The sit is not for a child but for the owner’s decrepit mother-in-law, who is said to be confined to her room at the top of the house. Wariness floods Samantha’s mind, but an increasingly agitated Mr Ulman (Tom Noonan) presses her to stay and promises an obscene increase in pay if she does. Samantha obliges and the film’s transition to full-blooded haunted house horror is complete.
With a composed, naturalistic opening sequence punctuated by bold yellow title credits and Jeff Grace’s jarring score, The House Of The Devil distinguishes itself from the outset as a postmodern horror that wears its influences on its bloodied sleeve. In echoing the visceral style of 1980s horror flicks, director Ti West establishes a disquieting acquaintance with his audience. This is highbrow horror, perhaps, but the sincerity in West’s work bears no signs of pretension.
Still just 29, West is fast establishing himself as an expert of his craft. After cutting his teeth on the spine-tingling breakthrough features The Roost and Trigger Man, West’s career was roadblocked by the straight-to-DVD debacle that was Cabin Fever 2. Not so much a comeback as a return to form, The House Of The Devil is West’s most assured work. Shot using 16mm film, the film has an unmistakable retro tone, accentuated by West’s meticulous attention to costume and set design detail.
As Samantha restlessly passes the time, curiously checking rooms and flicking indifferently through television channels, the audience’s awareness of what’s to come becomes asphyxiating. West tightens his grip in the film’s final third, turning a hitherto steady narrative into an abrasive audience assault. The house begins to groan and creak into life before a blackout besieges our hapless heroine.

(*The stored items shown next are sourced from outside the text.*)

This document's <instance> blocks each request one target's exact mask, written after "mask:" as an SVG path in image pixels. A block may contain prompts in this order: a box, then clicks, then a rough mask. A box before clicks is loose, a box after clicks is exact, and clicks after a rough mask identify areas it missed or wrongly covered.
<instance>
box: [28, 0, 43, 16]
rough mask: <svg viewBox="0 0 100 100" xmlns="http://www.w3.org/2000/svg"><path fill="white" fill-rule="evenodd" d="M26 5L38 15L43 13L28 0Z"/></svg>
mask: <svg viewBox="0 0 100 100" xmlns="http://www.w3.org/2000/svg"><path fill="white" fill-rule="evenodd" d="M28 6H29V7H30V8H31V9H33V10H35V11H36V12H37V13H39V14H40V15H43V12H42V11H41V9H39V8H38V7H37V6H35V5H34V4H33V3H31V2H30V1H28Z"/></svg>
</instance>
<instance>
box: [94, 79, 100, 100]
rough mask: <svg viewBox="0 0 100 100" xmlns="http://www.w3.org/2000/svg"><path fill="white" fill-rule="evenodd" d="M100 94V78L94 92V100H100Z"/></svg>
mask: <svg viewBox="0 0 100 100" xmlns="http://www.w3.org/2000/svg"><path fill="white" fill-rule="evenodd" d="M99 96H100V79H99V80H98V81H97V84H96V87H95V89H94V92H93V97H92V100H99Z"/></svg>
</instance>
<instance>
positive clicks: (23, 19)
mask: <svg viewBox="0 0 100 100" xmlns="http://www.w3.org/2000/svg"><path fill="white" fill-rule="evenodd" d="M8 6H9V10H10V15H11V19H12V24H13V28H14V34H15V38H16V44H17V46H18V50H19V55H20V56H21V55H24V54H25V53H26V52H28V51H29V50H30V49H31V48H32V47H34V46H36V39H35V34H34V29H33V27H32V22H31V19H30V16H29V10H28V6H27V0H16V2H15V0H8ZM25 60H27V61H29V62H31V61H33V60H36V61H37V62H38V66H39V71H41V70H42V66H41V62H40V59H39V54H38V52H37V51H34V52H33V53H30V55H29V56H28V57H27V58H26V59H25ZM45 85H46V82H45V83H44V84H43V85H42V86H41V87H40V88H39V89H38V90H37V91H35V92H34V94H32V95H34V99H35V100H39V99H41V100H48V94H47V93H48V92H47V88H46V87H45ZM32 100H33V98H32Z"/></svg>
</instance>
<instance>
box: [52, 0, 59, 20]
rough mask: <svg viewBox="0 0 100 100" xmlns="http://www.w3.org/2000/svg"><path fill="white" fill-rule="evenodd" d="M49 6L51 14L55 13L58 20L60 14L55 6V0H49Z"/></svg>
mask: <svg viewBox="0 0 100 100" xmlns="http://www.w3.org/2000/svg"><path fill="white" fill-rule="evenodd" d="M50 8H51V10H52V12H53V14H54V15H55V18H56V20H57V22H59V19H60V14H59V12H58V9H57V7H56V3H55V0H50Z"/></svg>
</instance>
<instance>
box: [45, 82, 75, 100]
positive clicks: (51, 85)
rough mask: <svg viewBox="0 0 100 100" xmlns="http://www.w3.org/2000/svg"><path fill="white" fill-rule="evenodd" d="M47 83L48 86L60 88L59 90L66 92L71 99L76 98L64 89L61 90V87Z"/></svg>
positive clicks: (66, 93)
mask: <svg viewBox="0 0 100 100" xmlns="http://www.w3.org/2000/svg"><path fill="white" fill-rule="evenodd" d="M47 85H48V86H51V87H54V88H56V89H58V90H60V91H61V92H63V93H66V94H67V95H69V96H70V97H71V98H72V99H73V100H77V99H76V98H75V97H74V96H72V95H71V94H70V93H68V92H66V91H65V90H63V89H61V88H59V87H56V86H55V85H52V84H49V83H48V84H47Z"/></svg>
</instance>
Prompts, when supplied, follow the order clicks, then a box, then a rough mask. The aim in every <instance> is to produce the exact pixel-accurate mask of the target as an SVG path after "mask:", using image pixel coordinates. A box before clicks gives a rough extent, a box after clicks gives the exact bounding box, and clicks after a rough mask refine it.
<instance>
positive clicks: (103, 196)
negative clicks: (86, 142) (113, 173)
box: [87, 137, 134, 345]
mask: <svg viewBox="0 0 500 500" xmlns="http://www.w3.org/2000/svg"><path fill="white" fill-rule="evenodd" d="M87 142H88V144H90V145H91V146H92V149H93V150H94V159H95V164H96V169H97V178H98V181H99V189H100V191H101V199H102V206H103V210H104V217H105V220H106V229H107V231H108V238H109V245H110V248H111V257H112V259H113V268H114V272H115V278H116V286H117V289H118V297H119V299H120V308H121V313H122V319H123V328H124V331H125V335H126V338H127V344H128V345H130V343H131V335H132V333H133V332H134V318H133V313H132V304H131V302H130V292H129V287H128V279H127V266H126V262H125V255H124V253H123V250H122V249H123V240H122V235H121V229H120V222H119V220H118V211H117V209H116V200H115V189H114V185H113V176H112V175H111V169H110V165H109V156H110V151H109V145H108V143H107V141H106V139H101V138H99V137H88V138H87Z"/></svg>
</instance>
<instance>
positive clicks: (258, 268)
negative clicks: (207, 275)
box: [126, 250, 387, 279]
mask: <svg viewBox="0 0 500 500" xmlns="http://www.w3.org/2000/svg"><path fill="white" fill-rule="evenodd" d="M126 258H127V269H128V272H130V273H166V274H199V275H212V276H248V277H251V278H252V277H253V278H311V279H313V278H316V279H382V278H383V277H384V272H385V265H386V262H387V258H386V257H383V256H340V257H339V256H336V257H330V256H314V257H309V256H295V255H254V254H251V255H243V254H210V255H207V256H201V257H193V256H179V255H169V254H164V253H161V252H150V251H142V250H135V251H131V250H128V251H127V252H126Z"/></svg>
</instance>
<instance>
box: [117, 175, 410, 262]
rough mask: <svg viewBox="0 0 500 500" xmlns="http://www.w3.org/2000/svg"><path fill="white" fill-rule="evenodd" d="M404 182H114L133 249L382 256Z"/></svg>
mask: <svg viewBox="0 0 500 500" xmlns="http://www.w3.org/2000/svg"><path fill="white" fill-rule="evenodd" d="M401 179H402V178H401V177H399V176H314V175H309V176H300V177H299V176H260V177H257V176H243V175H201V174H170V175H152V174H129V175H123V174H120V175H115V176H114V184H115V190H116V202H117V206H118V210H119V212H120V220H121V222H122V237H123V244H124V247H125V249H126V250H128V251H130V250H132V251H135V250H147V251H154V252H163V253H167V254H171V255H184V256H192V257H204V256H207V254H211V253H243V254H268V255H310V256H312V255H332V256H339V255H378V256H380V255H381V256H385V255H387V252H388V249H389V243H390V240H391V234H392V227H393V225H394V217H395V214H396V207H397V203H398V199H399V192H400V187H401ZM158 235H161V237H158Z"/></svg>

Plunged into chaos, we can only sit back and watch behind shielding hands as Samantha becomes a pawn in her own living nightmare.
For all its sharply deployed pastiche and countless nods and winks, The House Of The Devil is a purist’s horror film. As such, those accustomed with the torture porn aesthetics and frenzied pacing of contemporary horror cinema may see their attention dwindle, but horrorhounds will revel in this atmospheric, slow-burning throwback. But West isn’t done yet. When the dust settles, a subtly executed twist comes like a hammer blow, backstabbing the audience after granting some sense of resolution in the film’s penultimate act.